0

I am transferring a 150-200mb file to many locations (shared drives located across the world) daily. The issue is that each transfer (using shutil) takes probably 100-700 seconds and each one has to complete in order for the next one to begin. It now takes like a full hour to transfer some files if I do it that way. My temporary solution was to create a separate .py file to run for each location so they can be done simultaneously, but that is not ideal.

How can I dip into multi-thread programming? I'd like to run all of the transfers at once but I have zero experience with this.

A simple google search landed me with:

https://docs.python.org/3/library/concurrent.futures.html.

import shutil
with ThreadPoolExecutor(max_workers=4) as e:
    e.submit(shutil.copy, 'src1.txt', 'dest1.txt')
    e.submit(shutil.copy, 'src2.txt', 'dest2.txt')
    e.submit(shutil.copy, 'src3.txt', 'dest3.txt')
    e.submit(shutil.copy, 'src4.txt', 'dest4.txt')

Can someone point me into the right direction?
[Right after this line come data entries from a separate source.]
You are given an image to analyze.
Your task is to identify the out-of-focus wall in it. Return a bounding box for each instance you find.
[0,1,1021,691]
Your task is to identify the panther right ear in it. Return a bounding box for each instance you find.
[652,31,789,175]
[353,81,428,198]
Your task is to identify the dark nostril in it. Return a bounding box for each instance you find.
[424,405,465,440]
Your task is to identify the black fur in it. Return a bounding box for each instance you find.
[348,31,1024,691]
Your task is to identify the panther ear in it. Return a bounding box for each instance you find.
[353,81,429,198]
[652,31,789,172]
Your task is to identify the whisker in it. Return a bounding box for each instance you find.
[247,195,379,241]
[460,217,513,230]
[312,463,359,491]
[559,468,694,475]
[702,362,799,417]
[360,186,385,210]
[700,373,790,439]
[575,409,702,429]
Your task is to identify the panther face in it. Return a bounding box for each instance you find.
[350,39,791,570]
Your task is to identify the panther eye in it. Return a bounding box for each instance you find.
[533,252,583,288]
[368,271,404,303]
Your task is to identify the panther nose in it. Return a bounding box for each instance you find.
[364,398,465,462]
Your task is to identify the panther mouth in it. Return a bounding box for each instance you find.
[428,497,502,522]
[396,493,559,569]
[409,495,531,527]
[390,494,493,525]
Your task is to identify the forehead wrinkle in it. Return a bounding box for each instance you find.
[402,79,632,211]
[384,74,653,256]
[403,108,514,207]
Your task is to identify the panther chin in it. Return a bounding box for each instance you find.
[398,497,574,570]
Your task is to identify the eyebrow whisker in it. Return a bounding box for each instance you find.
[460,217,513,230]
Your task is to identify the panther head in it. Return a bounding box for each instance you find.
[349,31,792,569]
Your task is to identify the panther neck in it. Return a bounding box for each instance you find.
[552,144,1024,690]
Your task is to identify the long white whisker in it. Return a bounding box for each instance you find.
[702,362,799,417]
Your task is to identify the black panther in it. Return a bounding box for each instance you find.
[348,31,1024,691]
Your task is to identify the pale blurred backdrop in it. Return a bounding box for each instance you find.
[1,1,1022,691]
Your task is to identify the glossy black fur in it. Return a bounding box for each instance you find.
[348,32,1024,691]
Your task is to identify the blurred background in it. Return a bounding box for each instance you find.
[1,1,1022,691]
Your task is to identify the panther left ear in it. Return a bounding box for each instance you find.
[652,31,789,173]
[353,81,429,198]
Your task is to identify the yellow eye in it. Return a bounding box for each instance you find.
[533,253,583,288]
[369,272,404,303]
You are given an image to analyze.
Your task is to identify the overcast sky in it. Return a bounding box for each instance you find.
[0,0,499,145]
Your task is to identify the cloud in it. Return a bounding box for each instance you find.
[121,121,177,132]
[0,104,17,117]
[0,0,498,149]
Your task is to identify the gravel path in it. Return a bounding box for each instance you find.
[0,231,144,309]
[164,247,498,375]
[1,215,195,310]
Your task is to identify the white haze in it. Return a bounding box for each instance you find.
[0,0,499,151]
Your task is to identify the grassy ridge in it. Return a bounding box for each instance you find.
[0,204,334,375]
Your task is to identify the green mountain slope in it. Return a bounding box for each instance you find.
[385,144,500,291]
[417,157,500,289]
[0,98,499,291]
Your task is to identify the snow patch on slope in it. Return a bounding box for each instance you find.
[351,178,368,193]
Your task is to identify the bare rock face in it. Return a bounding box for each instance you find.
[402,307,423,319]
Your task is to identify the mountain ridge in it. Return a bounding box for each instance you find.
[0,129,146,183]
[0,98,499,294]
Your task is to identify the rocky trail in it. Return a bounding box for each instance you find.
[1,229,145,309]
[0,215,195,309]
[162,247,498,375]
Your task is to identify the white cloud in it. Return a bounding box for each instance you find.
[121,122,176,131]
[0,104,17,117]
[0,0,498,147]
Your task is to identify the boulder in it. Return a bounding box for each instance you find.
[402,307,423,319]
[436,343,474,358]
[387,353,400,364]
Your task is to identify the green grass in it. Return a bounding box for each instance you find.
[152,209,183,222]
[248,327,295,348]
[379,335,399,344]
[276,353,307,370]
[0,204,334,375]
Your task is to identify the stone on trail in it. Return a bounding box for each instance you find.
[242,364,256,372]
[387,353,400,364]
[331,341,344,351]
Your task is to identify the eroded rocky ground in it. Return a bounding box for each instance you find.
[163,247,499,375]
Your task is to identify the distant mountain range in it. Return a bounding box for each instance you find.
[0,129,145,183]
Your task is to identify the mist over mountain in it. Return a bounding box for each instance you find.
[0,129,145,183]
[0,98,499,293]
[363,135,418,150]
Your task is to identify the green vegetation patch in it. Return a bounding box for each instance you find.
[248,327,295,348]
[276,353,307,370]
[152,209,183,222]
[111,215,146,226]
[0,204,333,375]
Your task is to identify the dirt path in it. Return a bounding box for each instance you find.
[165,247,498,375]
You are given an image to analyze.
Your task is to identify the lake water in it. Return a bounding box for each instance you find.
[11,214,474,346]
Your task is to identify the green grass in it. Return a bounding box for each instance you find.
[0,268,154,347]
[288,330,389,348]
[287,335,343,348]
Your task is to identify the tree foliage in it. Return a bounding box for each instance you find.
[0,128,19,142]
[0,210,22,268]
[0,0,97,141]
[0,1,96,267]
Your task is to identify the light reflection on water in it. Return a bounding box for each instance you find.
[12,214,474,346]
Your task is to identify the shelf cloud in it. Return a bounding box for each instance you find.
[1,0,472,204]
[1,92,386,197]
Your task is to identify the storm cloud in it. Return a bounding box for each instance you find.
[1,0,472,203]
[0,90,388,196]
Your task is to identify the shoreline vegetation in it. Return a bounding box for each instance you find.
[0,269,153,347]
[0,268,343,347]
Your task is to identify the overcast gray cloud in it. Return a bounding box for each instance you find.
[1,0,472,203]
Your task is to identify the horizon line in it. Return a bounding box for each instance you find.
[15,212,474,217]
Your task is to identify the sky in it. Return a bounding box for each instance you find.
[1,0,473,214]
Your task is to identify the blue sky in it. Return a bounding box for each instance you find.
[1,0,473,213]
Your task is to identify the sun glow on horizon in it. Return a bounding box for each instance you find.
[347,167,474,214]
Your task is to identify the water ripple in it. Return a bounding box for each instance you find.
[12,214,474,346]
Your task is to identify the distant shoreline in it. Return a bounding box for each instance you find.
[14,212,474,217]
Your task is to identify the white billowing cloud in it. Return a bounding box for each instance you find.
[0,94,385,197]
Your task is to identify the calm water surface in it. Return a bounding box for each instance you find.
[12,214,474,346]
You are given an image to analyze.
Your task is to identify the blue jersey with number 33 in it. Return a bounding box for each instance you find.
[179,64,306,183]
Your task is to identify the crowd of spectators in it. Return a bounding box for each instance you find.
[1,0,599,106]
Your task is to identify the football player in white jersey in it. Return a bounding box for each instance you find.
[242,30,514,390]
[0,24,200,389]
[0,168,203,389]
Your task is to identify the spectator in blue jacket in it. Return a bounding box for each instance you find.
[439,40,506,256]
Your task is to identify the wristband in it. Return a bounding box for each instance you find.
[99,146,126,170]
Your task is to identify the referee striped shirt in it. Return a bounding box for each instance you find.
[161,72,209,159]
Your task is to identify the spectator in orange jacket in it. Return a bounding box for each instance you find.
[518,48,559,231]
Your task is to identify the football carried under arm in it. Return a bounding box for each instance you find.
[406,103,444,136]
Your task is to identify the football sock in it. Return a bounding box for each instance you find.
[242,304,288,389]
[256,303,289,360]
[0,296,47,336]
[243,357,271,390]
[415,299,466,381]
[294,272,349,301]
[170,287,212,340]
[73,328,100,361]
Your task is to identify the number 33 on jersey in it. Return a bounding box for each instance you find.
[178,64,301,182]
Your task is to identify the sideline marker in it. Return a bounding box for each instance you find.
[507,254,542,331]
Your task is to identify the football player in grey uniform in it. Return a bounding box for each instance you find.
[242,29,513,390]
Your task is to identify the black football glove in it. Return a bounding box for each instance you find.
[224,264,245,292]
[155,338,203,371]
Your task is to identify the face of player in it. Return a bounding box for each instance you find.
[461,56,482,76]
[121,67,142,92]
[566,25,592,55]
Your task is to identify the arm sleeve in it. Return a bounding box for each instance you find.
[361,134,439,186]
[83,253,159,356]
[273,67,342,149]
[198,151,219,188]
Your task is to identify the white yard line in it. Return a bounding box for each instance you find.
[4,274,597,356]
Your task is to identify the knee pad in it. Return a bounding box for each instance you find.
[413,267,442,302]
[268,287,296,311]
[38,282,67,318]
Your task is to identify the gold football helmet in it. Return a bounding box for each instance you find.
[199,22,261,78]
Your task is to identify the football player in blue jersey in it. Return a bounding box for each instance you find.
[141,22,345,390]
I have been meaning to learn how to do things in parallel for a while now but never got around to it.

trench
  • 5,075
  • 12
  • 50
  • 80
  • Perhaps [this post](http://stackoverflow.com/questions/20887555/dead-simple-example-of-using-multiprocessing-queue-pool-and-locking) will help you. I've found the accepted answer to be a useful example. – Stephen B Sep 21 '16 at 17:47
  • It looks like you could also be renaming the files—it that correct? – martineau Sep 21 '16 at 18:09
  • That code snippet is from the docs I linked (when I used ctrl+F for shutil). I won't be changing the name though. shutil.copy2('../dashboard.twbx', '//sharedpath/region/dashboard/') – trench Sep 21 '16 at 18:11

1 Answers1

1

Here's a working example that does what you want. Note that it may not be any faster than one-at-a-time if the bottleneck is network bandwidth.
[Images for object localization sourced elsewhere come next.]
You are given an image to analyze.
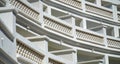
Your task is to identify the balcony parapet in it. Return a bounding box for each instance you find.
[17,41,44,64]
[76,27,104,45]
[44,14,73,37]
[16,33,44,64]
[56,0,82,10]
[85,1,113,19]
[9,0,40,23]
[107,36,120,49]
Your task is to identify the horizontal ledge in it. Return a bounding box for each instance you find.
[50,49,75,54]
[78,59,103,64]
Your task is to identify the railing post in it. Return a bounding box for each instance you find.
[112,5,118,22]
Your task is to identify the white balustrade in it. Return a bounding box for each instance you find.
[44,16,72,36]
[107,38,120,48]
[57,0,82,9]
[9,0,39,20]
[76,29,104,44]
[17,42,44,64]
[86,4,113,19]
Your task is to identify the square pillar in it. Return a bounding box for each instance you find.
[82,18,87,29]
[104,55,109,64]
[112,5,118,22]
[103,25,107,47]
[71,17,76,39]
[96,0,101,6]
[114,26,119,38]
[81,0,86,12]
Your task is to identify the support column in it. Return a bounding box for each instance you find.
[71,17,76,39]
[39,1,44,27]
[104,55,109,64]
[5,0,10,6]
[112,5,118,22]
[103,25,107,47]
[82,18,87,29]
[0,11,16,61]
[96,0,101,6]
[72,49,77,64]
[81,0,86,12]
[114,26,119,38]
[47,6,51,15]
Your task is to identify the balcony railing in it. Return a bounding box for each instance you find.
[107,37,120,49]
[86,4,113,19]
[76,28,104,44]
[9,0,39,21]
[44,16,72,36]
[57,0,82,9]
[17,41,44,64]
[49,59,63,64]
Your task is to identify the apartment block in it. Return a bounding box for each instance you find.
[0,0,120,64]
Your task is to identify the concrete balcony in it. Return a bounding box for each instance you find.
[16,34,44,64]
[53,0,113,19]
[85,2,113,19]
[9,0,40,24]
[57,0,82,10]
[107,36,120,49]
[76,27,104,45]
[44,14,73,37]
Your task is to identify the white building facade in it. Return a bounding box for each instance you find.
[0,0,120,64]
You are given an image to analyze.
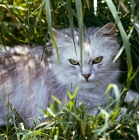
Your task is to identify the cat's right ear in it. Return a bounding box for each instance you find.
[52,28,72,43]
[95,22,116,37]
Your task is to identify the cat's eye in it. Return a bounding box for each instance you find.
[92,56,103,64]
[69,59,79,65]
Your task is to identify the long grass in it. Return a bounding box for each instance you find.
[0,0,139,139]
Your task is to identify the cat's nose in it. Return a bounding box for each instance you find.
[82,74,91,80]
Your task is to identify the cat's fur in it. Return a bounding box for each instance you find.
[0,23,138,126]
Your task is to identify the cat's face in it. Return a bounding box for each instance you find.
[50,23,120,90]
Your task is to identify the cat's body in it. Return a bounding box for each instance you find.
[0,23,138,126]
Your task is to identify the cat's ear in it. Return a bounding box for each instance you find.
[52,28,72,43]
[95,23,116,37]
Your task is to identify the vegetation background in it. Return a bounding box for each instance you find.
[0,0,139,139]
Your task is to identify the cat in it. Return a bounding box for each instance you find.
[0,23,138,126]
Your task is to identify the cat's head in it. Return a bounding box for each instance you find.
[49,23,120,90]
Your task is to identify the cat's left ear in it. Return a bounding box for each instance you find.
[95,22,116,37]
[52,28,72,43]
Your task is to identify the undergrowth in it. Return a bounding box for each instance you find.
[1,86,139,139]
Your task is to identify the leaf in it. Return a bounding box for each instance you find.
[113,25,134,63]
[105,0,132,89]
[75,0,84,71]
[66,0,76,54]
[72,86,79,99]
[135,20,139,37]
[51,95,62,105]
[45,0,60,66]
[50,101,59,114]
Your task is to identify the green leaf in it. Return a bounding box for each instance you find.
[105,0,132,89]
[75,0,84,71]
[45,0,60,66]
[66,0,76,54]
[51,95,62,105]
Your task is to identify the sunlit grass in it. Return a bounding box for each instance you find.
[0,86,139,139]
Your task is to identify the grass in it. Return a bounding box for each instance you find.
[0,87,139,139]
[0,0,139,139]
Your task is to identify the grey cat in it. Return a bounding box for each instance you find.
[0,23,138,126]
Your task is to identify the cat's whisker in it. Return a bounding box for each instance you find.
[44,75,71,90]
[45,77,73,93]
[45,72,77,85]
[53,76,77,88]
[44,77,59,84]
[47,83,65,92]
[99,71,127,74]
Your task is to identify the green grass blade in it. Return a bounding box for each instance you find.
[113,25,134,62]
[95,107,109,136]
[34,2,45,27]
[45,0,60,66]
[66,0,76,54]
[51,96,62,105]
[131,66,139,81]
[75,0,84,71]
[135,20,139,37]
[105,0,132,88]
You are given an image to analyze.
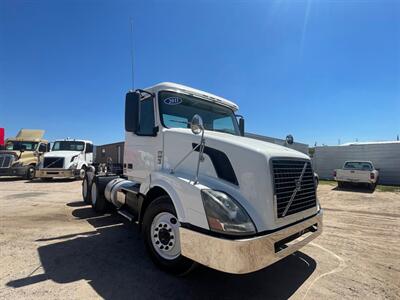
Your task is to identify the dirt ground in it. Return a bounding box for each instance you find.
[0,178,399,300]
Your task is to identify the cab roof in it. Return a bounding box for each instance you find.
[8,129,48,143]
[144,82,239,111]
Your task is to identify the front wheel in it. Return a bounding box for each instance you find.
[25,166,35,180]
[142,196,195,275]
[77,167,86,180]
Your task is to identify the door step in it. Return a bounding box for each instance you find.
[117,209,135,222]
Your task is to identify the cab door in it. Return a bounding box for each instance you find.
[124,94,162,182]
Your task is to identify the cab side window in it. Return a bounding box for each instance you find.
[137,97,155,136]
[39,143,47,152]
[85,143,93,153]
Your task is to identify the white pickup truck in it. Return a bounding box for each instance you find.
[82,82,323,275]
[35,139,93,180]
[334,161,379,190]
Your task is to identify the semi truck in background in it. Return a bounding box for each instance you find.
[82,82,323,275]
[0,129,49,179]
[35,139,94,180]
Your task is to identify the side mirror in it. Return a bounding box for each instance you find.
[239,117,245,136]
[191,114,204,135]
[125,91,140,133]
[286,134,294,145]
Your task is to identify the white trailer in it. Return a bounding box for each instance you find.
[36,139,93,180]
[82,82,323,275]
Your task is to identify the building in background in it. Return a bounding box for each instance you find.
[245,133,309,154]
[94,141,124,164]
[312,141,400,185]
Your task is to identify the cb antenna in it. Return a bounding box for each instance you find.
[129,17,135,89]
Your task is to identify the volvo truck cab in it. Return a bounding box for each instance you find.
[82,82,323,275]
[0,129,49,179]
[36,139,93,180]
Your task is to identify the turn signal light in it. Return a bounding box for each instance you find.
[333,170,337,177]
[370,173,375,179]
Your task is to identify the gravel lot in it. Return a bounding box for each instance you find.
[0,178,399,299]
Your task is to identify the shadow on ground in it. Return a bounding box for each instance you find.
[0,177,27,182]
[7,203,317,300]
[332,183,374,194]
[27,178,78,184]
from concurrent.futures import ThreadPoolExecutor
import os
import shutil
import time
from threading import Lock

src_dir = './test_src'
src_files = 'src1.txt', 'src2.txt', 'src3.txt', 'src4.txt'
dst_dir = './test_dst'
print_lock = Lock()

_print = print  # save original
def print(*args, **kwargs):
    """Prevents concurrent printing."""
    with print_lock:
        _print(*args, **kwargs)

def copy_file(src_file):
    src_file = os.path.join(src_dir, src_file)
    print('starting transfer of "{}"'.format(src_file))
    shutil.copy2(src_file, dst_dir)
    print('transfer of "{}" completed'.format(src_file))

with ThreadPoolExecutor(max_workers=4) as e:
    jobs = [e.submit(copy_file, src_file) for src_file in src_files]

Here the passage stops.